WA: Archbishop says timber workers are mischief making

Copyright 2000 AAP Information Services Pty Ltd
October 19, 2000
By Selina Day

PERTH, Oct 19 AAP

The head of the Anglican church in Australia has rejected as mischief-making attempts by timber workers in Western Australia to embroil him in a logging debate.

Mill workers in the small WA timber town of Nannup have accused Archbishop Peter Carnley of double standards over what they say are anti-logging comments he made about a forest management plan for Nannup, 280km south of Perth.

Select trees are to be logged this summer on a block along the Blackwood River, which runs through Nannup, as part of Conservation and Land Management department (CALM) forest management plans.

Dr Carnley, who is building his retirement house on land he owns at Nannup, near the block to be managed by CALM, yesterday expressed concerns about the effect of logging on salinity.

He told ABC radio that the plans to "chop down trees close to the river" came at a time when Prime Minister John Howard was trying to address salinity issues through a national tree-planting program.

Timber workers said yesterday's remarks came as workers prepared to process an order of old-growth jarrah placed personally by Dr Carnley at the Nannup mill last Monday.

"Dr Carnley has been caught out with double standards on his views about forest management," said Trish Townsend, WA coordinator of timber community lobby group, Timber Communities Australia.

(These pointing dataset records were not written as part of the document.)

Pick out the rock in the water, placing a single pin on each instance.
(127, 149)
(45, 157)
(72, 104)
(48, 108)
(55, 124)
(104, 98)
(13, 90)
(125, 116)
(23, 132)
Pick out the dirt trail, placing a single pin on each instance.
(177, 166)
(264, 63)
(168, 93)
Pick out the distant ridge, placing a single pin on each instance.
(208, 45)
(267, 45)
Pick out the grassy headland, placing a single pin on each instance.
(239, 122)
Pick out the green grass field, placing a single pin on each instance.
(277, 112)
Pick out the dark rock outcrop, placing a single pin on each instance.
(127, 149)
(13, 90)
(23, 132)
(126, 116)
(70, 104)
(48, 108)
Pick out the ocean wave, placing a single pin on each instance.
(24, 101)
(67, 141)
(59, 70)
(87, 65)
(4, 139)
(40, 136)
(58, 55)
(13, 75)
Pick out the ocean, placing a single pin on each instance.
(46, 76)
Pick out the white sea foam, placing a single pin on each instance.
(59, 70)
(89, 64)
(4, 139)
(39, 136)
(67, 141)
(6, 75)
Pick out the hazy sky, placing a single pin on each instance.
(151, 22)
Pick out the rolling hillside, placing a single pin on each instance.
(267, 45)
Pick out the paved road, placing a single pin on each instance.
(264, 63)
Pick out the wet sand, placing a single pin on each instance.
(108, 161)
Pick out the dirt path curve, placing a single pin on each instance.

But Archbishop Carnley said timber industry representatives had mischievously tried to make out that he was opposed to all logging.

"It's not a matter of logging as such, but precisely where and how much and for what purposes," Dr Carnley said.

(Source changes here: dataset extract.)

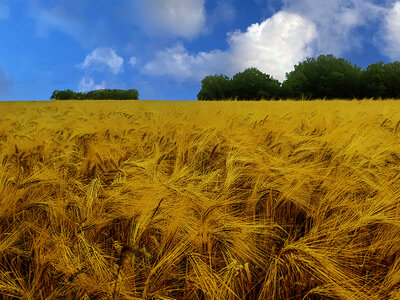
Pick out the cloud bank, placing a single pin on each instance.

"We obviously need some timber for construction purposes. Almost every house has some timber in it."

He said his Nannup house, which would have a steel frame and Hardie board construction, would nonetheless contain "a modest amount of timber".

However, Dr Carnley said, this was not the point.

"Picking over the huge area of previously logged forests is one thing; the devastation of pristine areas is quite another," he said.

"Similarly, indiscriminate logging, which ends up as woodchip, railway sleepers and charcoal, is quite a different thing from selective logging for the construction industry and furniture."

Dr Carnley said logging on the banks of the Blackwood, at the same time as increasing concern over salinity, was "alarming and offensive".

"There is growing concern that salination in the river will rise if the timber on its banks is cut down," he said.

But Ms Townsend said scientific studies had shown that forest management had no impact on salinity.

She also disputed Dr Carnley's claim that his house would use only a modest amount of timber, saying he had ordered at least 9.667 cubic metres, which equated to about 238.6 square metres.